The CBC requested interviews with Finance Minister Robert C. McLeod, Premier Bob McLeod and cabinet minister Wally Schumann for this story. None were available. Kam Lake MLA Kieron Testart, who chairs the standing committee on government operations did not respond to requests for an interview.

Premier Bob McLeod and Finance Minister Robert C. McLeod and cabinet minister Wally Schumann did not offer a comment for this story. They were unavailable. (Justin Tang/CP)

N.W.T. per diems highest in country

The Northwest Territories government pays staff and elected officials the highest per diems in Canada.
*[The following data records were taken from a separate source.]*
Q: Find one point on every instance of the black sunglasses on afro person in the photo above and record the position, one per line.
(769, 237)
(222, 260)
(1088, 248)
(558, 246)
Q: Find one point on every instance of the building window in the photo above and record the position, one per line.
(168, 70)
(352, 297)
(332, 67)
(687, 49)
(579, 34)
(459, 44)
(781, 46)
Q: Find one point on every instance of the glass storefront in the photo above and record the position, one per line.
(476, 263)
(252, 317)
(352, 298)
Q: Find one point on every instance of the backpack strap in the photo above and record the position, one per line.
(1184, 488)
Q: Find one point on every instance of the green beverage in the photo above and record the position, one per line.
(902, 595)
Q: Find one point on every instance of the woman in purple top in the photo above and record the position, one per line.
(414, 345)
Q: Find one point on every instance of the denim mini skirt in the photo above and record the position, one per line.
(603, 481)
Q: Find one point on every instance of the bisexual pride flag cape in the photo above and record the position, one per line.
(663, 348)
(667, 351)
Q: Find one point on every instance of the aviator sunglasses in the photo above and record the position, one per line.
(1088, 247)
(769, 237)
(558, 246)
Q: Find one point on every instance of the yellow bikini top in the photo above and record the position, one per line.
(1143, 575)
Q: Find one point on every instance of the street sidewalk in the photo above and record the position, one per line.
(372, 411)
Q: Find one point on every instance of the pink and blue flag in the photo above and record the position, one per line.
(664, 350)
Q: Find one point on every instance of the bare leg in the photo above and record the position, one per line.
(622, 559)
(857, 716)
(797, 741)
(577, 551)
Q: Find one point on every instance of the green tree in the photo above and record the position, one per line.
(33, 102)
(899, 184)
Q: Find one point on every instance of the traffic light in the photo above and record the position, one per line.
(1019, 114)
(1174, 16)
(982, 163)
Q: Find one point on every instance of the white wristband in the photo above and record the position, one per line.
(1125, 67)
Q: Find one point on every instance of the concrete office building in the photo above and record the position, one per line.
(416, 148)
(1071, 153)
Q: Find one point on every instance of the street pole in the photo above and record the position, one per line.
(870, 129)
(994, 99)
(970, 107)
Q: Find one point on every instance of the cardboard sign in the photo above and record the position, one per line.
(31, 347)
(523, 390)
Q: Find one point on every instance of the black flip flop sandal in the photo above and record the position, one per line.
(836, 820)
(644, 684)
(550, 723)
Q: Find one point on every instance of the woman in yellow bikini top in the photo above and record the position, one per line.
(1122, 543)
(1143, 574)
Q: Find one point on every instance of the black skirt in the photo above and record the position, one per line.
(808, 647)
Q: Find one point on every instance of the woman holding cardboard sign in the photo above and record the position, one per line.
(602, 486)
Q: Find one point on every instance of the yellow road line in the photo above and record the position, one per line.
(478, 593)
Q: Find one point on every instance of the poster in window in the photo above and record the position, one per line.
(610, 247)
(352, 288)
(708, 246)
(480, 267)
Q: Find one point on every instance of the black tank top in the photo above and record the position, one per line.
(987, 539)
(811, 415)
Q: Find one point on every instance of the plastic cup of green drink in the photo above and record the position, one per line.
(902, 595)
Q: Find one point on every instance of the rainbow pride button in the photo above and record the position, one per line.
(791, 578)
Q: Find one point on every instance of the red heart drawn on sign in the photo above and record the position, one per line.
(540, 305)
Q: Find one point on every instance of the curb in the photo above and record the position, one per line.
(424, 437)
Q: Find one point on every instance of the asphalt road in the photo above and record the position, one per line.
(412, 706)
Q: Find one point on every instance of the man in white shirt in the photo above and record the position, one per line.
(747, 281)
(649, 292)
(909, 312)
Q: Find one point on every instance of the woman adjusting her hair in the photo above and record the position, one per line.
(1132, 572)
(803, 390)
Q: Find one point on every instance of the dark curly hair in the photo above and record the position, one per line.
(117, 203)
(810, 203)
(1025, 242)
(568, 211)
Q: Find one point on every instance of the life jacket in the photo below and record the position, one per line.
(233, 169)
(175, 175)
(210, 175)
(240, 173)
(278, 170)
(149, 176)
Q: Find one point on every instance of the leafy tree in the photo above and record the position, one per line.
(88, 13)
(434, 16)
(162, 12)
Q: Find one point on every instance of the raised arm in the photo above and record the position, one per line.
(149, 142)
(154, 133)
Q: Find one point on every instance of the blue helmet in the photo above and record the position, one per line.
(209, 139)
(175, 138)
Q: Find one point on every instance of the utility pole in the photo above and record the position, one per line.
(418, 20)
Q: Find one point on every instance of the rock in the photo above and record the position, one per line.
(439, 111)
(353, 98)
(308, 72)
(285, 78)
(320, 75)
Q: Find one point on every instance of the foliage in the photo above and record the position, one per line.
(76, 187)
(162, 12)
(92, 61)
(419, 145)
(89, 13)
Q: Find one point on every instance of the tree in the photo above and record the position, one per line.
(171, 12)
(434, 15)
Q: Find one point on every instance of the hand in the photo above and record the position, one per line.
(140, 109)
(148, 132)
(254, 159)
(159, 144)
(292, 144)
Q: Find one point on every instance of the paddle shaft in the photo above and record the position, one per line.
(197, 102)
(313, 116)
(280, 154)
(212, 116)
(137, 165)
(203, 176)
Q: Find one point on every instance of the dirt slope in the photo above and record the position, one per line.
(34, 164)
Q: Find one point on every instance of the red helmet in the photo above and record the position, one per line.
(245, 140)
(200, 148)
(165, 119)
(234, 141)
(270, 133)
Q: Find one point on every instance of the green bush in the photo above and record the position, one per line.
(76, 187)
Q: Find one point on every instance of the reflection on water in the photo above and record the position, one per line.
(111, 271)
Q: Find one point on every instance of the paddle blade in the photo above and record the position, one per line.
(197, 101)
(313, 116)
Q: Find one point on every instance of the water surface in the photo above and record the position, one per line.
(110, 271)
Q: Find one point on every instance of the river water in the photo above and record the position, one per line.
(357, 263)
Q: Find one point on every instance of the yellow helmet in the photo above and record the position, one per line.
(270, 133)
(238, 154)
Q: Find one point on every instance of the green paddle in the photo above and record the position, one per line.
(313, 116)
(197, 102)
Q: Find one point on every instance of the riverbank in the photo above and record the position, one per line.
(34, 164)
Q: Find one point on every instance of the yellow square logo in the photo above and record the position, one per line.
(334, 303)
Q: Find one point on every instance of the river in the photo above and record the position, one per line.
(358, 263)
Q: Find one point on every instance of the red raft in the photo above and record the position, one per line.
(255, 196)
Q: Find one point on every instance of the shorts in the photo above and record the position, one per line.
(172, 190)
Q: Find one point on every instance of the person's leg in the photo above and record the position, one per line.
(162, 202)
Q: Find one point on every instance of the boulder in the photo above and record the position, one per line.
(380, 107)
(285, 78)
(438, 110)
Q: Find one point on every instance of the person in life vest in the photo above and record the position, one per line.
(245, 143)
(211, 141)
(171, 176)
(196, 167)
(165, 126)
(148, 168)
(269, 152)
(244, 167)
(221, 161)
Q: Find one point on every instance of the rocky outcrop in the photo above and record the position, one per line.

They're based on the meal and incidental expense rates set by the federal government for its officials (CBC uses the same rates), but with a twist.

Whereas the federal meal allowances vary according to which region officials are travelling in (lower meal allowances when travelling in the provinces, and higher meal allowances when travelling in the North), territorial government officials collect the highest of those allowances no matter where they travel.

Administratively, it's much simpler to apply the one rate.- Jamie Koe

"Administratively it's much simpler to apply the one rate, which we believe is an adequate rate for employee travel," said Koe.

Most provincial governments set meal allowances well below the federal rate.

For example, N.W.T. government officials get $60.30 for dinner alone when travelling in Alberta. Alberta government officials can claim a total of only $41.55 per day — for breakfast, lunch, and dinner.

A Northwest Territories deputy minister travelling on business in British Columbia is entitled to claim $129.70 per day in meal and miscellaneous expenses. His or her B.C. counterpart must get by on just $51.50.

Rules around expensing dinners

Though there are limits on per diems for N.W.T. government officials and politicians, there are no limits set for how much or how often they can expense business meals with others.

The government's financial administration manual says tax dollars can only be spent on hospitality for "significant public or internal government occasions" and in "Working circumstances in which it is appropriate to extend hospitality to participants."

"Generally there will be documentation in the expense claim around what the meeting was about, who attended the meeting — that would all be documented in the expense claim," said Koe.

In most of the expense reports reviewed by CBC, there was little or no evidence of what business was conducted.

Last September, NWT Housing Corporation president Tom Williams was reimbursed for a $196.58 dinner at Bullocks Bistro in Yellowknife without any information about what business was conducted or who was with him. It was the same for a $43.87 lunch at Javaroma the month before that.

"Dinner Nico Mine" was the only explanation then-president of the Northwest Territories Power Corporation Emanuel DaRosa provided to expense a $448.65 dinner at the Explorer Hotel on Dec. 14, 2016.

As part of a change in rules at the corporation last October, DaRosa's successor, Jay Grewal, was simply cut a cheque for $1,000 for an annual entertainment allowance. It was unclear if the change means the president is no longer allowed to expense business meals.